Henry Ryder Locke Bill (March 27, 1870 – December 16, 1942) was a Canadian politician. He represented the electoral district of Shelburne in the Nova Scotia House of Assembly from 1928 to 1941. He was a member of the Nova Scotia Liberal Party.

Born in 1870 at Lockeport, Nova Scotia, Bill was a wholesale fish merchant by career. He married Ida L. Silver in 1895. Bill served as mayor of Lockeport from 1905 to 1912 and 1919–1924. Bill also served as a member of the Royal Fisheries Commission from 1927 to 1928.

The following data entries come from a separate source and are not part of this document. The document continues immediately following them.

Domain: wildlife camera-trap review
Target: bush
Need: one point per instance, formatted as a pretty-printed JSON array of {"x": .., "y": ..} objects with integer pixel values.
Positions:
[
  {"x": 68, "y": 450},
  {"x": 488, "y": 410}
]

Bill entered provincial politics in 1928, when he was elected in the dual-member Shelburne riding with Liberal Wishart McLea Robertson. He was re-elected in the now single-member Shelburne riding in the 1933 election. In the 1937 election, Bill was re-elected, defeating former Conservative MLA Norman Emmons Smith by 926 votes. He did not reoffer in the 1941 election. Bill died on December 16, 1942, at Lockeport.